The afternoon was largely given over to sessions about standards for RFID in Libraries. There are a couple of broad areas under discussion here; how data is stored on RFID tags, and the mechanism that RFID systems use for communicating with the LMS and other systems.

The storage of data on tags is the area where change is beginning to happen. At the moment suppliers in the UK are all offering their own proprietary solutions and as a consequence their tags will only work with their own equipment. A data model standard, ISO 28560 has been in development for the last couple of years and  is now ready to be published.  This standard defines what information can be encoded on an RFID tag, and how the information should be encoded.

Mick Fortune points out in his invaluable blog that ISO 28560 is a monolithic standard that was designed to manage the library supply chain from publication to circulation. Since no publisher has, or is ever likely to use it, nearly  50% of the elements it contains are unlikely to be used by anyone, so in order to simplify matters a UK data model has been developed to be used in conjunction with 28560-2 (the version of the ISO that will be adopted in the UK); it identifies 13 elements that could be useful and 3 that are mandatory in order to comply with the standard.    

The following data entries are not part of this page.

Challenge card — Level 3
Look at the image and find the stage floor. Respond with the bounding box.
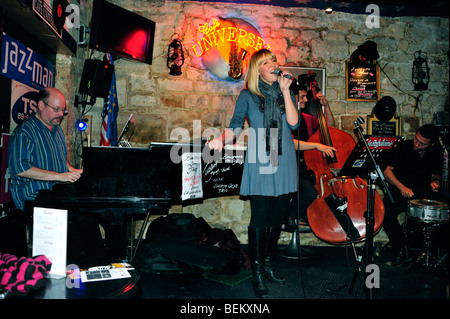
[136,245,449,300]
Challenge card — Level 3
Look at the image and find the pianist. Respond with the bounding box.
[8,88,104,264]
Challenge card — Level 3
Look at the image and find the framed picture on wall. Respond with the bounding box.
[280,66,326,95]
[345,62,380,102]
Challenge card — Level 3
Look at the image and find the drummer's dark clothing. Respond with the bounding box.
[383,140,446,250]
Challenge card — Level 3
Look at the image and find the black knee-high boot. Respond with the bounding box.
[248,227,269,299]
[263,227,286,284]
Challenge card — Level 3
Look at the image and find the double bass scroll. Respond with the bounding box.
[304,72,384,244]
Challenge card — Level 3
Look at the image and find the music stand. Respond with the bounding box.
[338,129,403,299]
[114,113,136,147]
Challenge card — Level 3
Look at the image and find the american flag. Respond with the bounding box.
[100,54,119,146]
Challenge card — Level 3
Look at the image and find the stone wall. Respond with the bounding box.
[57,0,449,244]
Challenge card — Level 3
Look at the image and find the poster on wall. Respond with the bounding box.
[0,33,55,90]
[9,80,39,132]
[345,62,380,102]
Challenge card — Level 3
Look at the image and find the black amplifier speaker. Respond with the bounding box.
[78,59,114,99]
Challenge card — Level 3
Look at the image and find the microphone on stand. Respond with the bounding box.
[272,68,298,85]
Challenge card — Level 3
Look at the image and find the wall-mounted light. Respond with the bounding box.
[167,34,184,75]
[325,1,333,14]
[412,50,430,91]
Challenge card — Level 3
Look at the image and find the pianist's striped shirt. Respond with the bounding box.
[8,114,68,210]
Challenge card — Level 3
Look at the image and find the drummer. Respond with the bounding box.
[383,124,448,266]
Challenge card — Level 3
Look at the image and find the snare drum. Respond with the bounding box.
[407,199,448,223]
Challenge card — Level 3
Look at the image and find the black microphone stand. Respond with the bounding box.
[349,116,394,299]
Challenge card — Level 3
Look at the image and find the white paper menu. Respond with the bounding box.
[33,207,67,277]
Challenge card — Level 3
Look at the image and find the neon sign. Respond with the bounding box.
[192,19,270,57]
[192,18,270,81]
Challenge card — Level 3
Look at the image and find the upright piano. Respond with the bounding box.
[47,143,244,259]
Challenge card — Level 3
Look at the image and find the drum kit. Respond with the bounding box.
[406,199,449,270]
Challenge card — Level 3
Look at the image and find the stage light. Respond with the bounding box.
[76,119,88,131]
[325,1,333,14]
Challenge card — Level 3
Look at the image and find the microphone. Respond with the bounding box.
[272,68,298,84]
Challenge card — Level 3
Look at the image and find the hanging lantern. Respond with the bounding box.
[412,51,430,91]
[167,36,184,76]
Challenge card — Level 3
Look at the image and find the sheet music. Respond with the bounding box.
[33,207,67,277]
[181,153,203,200]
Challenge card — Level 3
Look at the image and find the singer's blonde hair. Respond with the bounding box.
[244,49,277,97]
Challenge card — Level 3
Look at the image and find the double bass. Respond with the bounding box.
[304,72,384,244]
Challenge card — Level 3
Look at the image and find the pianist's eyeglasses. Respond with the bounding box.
[42,101,69,115]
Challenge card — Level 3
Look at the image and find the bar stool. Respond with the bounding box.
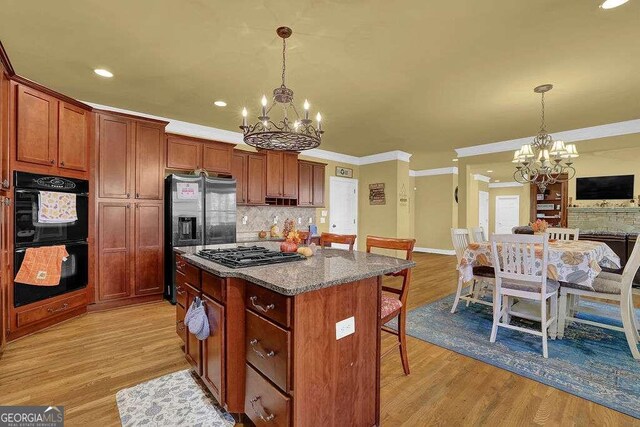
[367,236,416,375]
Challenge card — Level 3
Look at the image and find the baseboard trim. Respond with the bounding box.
[413,247,456,255]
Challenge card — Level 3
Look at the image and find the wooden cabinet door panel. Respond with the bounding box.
[231,153,248,205]
[98,115,133,199]
[267,151,283,197]
[202,142,233,173]
[58,101,91,171]
[134,203,164,295]
[202,295,225,405]
[298,162,313,206]
[16,85,58,166]
[184,285,202,375]
[247,154,266,205]
[167,136,202,170]
[0,68,9,189]
[312,165,325,206]
[135,123,164,200]
[282,153,298,199]
[96,202,131,301]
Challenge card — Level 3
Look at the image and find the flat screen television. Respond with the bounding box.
[576,175,634,200]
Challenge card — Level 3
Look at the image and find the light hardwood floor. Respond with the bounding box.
[0,254,640,426]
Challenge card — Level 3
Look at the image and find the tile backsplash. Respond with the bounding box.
[236,206,316,238]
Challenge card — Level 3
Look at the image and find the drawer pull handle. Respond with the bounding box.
[249,296,276,313]
[250,396,276,423]
[249,338,276,359]
[47,302,69,313]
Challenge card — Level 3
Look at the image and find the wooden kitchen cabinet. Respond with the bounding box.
[265,150,298,199]
[135,122,164,200]
[15,84,92,174]
[166,134,234,175]
[94,111,167,308]
[135,202,164,295]
[202,290,225,405]
[231,150,266,205]
[298,160,326,207]
[58,101,91,172]
[96,202,132,301]
[97,114,133,199]
[16,85,58,166]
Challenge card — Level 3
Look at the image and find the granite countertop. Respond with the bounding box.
[174,242,415,295]
[236,234,320,243]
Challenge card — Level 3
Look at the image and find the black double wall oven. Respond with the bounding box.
[13,172,89,307]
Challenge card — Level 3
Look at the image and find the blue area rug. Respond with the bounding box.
[390,295,640,418]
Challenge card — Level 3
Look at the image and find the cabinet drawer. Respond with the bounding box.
[176,304,187,342]
[245,284,291,328]
[202,271,225,302]
[244,365,291,427]
[17,293,87,328]
[245,310,291,392]
[176,255,200,289]
[176,283,187,309]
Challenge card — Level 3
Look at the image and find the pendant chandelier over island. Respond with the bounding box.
[240,27,324,151]
[512,84,578,192]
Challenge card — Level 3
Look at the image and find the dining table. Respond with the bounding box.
[459,240,620,289]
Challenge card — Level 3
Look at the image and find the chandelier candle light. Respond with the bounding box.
[240,27,324,151]
[512,84,578,193]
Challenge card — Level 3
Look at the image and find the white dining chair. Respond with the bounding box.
[451,228,493,313]
[547,228,580,241]
[490,234,559,358]
[558,242,640,359]
[469,227,487,243]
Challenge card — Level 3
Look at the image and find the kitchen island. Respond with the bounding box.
[175,242,414,426]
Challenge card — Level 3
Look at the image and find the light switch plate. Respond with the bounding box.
[336,316,356,340]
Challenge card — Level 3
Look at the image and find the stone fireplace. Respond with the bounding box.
[568,207,640,234]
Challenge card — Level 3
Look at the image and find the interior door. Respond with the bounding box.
[329,176,358,249]
[58,101,91,171]
[136,123,164,200]
[495,196,520,234]
[478,191,489,236]
[135,202,164,295]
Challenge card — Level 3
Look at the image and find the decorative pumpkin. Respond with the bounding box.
[280,241,298,252]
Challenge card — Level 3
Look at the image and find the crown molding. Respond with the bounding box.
[471,173,491,182]
[409,166,458,177]
[489,181,524,188]
[455,119,640,157]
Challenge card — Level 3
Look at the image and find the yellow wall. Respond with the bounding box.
[487,185,531,237]
[415,174,458,250]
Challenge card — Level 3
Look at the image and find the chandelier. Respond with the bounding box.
[240,27,324,151]
[512,84,578,193]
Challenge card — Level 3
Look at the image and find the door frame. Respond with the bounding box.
[328,176,360,241]
[496,194,520,234]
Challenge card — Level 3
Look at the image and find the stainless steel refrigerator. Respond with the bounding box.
[164,174,236,303]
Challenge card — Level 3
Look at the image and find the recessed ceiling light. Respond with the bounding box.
[93,68,113,78]
[600,0,629,9]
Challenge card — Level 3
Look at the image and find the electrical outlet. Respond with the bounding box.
[336,316,356,340]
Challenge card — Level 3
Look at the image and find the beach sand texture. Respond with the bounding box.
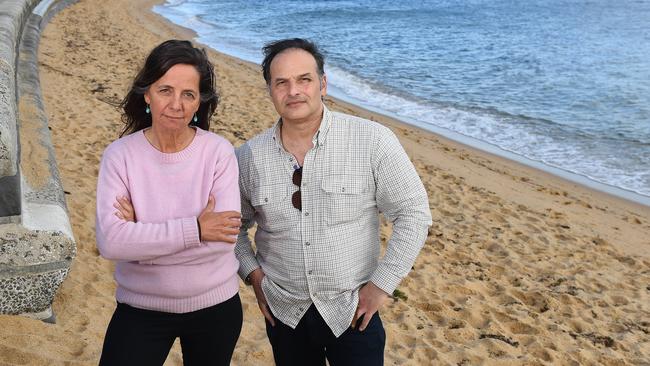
[0,0,650,365]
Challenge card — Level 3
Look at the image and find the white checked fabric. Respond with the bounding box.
[235,108,431,337]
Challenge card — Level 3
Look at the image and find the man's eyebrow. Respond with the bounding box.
[273,72,312,81]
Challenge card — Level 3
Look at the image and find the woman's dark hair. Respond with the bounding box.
[120,40,219,136]
[262,38,325,85]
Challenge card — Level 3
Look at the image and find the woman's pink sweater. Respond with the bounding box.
[96,128,240,313]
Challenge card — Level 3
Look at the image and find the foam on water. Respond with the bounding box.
[154,0,650,201]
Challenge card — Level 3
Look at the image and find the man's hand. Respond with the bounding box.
[113,196,135,222]
[248,268,275,327]
[199,195,241,244]
[351,282,388,332]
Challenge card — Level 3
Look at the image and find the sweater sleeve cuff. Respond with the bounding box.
[182,217,201,249]
[370,266,402,296]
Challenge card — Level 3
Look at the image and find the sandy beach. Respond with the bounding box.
[0,0,650,365]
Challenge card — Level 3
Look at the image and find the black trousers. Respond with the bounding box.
[266,305,386,366]
[99,294,242,366]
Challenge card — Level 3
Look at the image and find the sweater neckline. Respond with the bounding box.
[139,128,204,163]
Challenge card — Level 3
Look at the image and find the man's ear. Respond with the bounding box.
[320,74,327,97]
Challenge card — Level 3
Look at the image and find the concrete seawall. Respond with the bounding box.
[0,0,76,321]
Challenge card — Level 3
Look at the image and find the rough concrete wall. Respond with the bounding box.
[0,0,76,321]
[0,0,38,220]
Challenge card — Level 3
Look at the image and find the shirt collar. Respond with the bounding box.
[271,104,332,148]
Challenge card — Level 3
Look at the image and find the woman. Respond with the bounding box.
[96,40,242,365]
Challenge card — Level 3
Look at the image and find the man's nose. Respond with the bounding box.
[289,80,300,95]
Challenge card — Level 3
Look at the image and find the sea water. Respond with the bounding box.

I think the key point in all of this is that once the standard is published and, crucially, adopted by suppliers and Libraries, any tag should be readable by any suppliers’ equipment, and Libraries will in theory be free to select different system components from different sources. The standard is the key to interoperability, it will open up the market and give us choice, it will give our RFID systems a degree of future proofing, and it can be the platform for developing new services, for example around inter-lending.

The second thread in the discussion about standards is  how RFID systems communicate with the LMS. At the moment everyone uses a protocol called SIP, which was developed by 3M many years ago as a simple way to allow the LMS to exchange data with barcode driven self service units. These days we are onto SIP2, but it is still very much old technology, and it’s deficiencies in the age of RFID are becoming very apparent. SIP hasn’t evolved fast enough to keep pace with evolving Library needs, so some system providers have begun to develop their own alternatives. The danger is that we will end up with another set of mutually exclusive proprietary solutions, so to try and prevent this situation from developing the BIC/CILIP RFID in Libraries Group has set up a Working Group with the aim of developing a standard extensible data framework for communication between terminal devices and LMSs. In a reassuring echo of Marshall Breeding’s conclusion earlier that API’s are the way to go, the framework is being developed around web services. It’s early days, but we need to watch developments carefully, and encourage our suppliers to do likewise.

Finally, most right minded folk love a gadget, and there were a few covetable shiny things on show. Most striking for me was a sleek little hand held device that incorporated a barcode scanner, an RFID reader and a wireless connection to the LMS, thus freeing up the peripatetic Librarian to get out there amongst the books and the readers. Want one!